Gate-defined wires in twisted bilayer graphene: from electrical detection of inter-valley coherence to internally engineered Majorana modes

TL;DR

This paper proposes using gate-defined wires in twisted bilayer graphene to detect inter-valley coherence and engineer Majorana modes, advancing quantum computing and understanding of correlated states.

Contribution

It introduces a method to reveal symmetry-breaking in TBG and demonstrates how to create Majorana zero modes using gate-defined structures and proximity effects.

Findings

Gate-defined wires detect inter-valley coherence signatures.

Majorana zero modes can form at zero magnetic field.

The approach enables gate-tunable topological qubits.

Abstract

Twisted bilayer graphene (TBG) realizes a highly tunable, strongly interacting system featuring superconductivity and various correlated insulating states. We establish gate-defined wires in TBG with proximity-induced spin-orbit coupling as $(i)$ a tool for revealing the nature of correlated insulators and $(ii)$ a platform for Majorana-based topological qubits.
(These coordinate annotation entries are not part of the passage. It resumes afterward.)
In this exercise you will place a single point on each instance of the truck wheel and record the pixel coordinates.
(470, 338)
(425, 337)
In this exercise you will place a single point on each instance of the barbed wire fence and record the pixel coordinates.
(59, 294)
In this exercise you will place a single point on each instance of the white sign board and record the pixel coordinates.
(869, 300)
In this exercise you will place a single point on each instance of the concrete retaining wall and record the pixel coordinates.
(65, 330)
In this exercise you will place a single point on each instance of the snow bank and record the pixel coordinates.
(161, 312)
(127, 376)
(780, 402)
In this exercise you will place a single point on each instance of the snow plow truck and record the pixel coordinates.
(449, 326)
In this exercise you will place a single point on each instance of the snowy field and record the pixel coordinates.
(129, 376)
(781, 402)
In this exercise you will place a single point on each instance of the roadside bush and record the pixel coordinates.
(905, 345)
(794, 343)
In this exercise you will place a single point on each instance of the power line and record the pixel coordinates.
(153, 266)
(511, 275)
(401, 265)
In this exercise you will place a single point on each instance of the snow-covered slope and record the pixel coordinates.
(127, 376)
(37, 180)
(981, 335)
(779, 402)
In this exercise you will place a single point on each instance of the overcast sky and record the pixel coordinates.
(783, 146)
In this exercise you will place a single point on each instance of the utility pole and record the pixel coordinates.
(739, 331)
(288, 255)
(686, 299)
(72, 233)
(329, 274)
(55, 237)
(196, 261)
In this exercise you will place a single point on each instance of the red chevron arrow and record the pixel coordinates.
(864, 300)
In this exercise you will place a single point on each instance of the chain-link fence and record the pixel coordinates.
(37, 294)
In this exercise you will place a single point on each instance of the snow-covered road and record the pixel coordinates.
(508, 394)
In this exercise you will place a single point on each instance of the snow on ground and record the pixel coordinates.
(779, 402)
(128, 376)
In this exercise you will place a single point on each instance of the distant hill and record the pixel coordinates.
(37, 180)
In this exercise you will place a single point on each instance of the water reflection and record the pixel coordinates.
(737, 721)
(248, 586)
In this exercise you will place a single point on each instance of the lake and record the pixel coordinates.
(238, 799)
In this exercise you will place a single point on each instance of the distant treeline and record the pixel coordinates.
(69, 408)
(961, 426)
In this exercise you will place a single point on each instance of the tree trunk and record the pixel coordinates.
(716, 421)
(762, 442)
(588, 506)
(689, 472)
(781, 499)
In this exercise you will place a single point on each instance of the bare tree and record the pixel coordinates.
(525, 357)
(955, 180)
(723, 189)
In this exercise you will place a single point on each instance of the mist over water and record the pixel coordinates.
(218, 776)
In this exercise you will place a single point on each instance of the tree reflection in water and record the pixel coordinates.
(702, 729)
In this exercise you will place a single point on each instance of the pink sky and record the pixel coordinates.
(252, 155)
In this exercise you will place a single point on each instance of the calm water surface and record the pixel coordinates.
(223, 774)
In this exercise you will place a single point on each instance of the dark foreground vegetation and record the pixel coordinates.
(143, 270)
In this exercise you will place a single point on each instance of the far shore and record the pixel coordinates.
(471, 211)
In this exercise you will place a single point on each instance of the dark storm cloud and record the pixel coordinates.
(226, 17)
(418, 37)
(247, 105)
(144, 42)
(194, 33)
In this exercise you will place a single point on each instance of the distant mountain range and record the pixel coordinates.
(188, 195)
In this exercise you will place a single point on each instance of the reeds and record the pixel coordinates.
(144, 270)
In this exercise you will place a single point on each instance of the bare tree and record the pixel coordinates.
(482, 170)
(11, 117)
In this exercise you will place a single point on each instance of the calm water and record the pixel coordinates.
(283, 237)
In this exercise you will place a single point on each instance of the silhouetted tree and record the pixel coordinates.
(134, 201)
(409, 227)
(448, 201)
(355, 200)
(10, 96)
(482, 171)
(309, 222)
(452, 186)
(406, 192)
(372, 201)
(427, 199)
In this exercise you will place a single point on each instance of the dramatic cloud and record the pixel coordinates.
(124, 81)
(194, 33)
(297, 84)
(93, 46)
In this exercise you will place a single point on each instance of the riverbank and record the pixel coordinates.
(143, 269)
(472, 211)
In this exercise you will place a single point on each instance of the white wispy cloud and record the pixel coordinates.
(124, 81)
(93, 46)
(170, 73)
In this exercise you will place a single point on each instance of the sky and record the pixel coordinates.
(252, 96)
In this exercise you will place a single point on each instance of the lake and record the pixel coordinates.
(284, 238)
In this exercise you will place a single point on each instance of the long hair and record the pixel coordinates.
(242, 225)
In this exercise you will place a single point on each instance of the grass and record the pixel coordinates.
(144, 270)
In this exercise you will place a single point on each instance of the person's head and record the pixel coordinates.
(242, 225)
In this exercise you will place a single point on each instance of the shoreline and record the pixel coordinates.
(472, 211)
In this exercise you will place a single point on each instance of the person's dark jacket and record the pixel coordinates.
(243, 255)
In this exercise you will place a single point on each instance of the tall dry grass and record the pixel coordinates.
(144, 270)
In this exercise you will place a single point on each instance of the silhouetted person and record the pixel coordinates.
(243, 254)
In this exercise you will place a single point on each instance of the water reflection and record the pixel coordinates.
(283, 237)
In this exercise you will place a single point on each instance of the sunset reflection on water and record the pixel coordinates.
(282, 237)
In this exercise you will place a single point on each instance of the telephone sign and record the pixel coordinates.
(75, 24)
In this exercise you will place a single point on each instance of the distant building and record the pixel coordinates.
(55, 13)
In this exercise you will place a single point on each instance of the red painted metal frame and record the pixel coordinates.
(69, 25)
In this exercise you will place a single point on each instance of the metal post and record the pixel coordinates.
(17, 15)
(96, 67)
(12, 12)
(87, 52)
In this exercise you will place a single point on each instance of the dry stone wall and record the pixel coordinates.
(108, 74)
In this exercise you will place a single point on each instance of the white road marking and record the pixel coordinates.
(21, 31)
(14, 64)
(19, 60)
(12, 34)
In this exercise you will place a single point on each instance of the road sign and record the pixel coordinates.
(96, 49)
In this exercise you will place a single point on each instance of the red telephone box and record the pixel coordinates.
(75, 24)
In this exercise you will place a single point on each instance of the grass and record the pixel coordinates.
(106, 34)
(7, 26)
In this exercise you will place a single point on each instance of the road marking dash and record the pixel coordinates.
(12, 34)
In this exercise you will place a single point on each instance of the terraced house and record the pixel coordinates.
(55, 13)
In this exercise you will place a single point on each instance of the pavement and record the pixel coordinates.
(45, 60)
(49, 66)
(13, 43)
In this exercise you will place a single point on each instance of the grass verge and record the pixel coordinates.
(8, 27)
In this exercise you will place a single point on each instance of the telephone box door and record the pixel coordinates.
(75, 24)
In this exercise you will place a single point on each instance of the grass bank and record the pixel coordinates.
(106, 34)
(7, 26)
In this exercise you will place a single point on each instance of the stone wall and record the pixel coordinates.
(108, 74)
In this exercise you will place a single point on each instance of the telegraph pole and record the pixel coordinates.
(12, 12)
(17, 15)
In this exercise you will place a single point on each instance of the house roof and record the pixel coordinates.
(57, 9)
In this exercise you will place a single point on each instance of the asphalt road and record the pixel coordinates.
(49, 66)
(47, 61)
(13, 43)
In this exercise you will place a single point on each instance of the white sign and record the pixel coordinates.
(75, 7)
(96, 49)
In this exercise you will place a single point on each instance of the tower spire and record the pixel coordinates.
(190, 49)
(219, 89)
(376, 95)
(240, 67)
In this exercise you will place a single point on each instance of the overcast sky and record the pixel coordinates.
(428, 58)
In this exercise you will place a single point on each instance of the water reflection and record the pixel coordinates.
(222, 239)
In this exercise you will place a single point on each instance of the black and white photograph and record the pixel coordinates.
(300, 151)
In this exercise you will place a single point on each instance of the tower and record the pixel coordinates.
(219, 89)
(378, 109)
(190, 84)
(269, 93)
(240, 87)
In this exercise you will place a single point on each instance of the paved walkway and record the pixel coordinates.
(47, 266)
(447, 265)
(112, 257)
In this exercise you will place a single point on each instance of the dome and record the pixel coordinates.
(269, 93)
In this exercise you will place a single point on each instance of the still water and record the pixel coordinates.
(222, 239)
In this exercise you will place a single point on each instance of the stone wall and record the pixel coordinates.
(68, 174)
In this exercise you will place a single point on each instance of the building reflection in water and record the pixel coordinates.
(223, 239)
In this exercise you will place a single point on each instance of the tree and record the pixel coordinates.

In particular, we show that the band structure of a gate-defined wire immersed in an `inter-valley coherent' correlated insulator inherits electrically detectable fingerprints of symmetry breaking native to the latter. Surrounding the wire by a superconducting TBG region on one side and an inter-valley coherent correlated insulator on the other further enables the formation of Majorana zero modes--possibly even at zero magnetic field depending on the precise symmetry-breaking order present. Our proposal not only introduces a highly gate-tunable topological qubit medium relying on internally generated proximity effects, but can also shed light on the Cooper-pairing mechanism in TBG.